Zehntausende Städter lassen sich zu Guerilla-Kämpfern ausbilden
Doch die «Revolution», wie alle Menschen aus Myanmar den Widerstandskampf gegen die neue Militärjunta nennen, geht auch für ihn weiter. Er ist soeben zurück aus den Bergen von Myanmar, aus dem Karen-Staat.

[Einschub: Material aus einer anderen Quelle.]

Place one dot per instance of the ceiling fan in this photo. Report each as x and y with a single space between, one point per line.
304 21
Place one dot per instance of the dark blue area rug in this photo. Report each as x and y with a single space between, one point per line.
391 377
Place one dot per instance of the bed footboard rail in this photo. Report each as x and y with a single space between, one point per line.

Zwanzig Tage hat J Paing mit seiner Kamera im Dschungel verbracht, in den Ausbildungslagern, wo Zehntausende junge Städter sich an russischen Kalaschnikows und amerikanischen M16 zu Guerilla-Kämpfern ausbilden lassen. Seine Bilder geben einen exklusiven Einblick in ein – wieder – abgeschottetes Land. Was er zeigt, sind die Anfänge eines Bürgerkriegs, der Jahrzehnte dauern könnte.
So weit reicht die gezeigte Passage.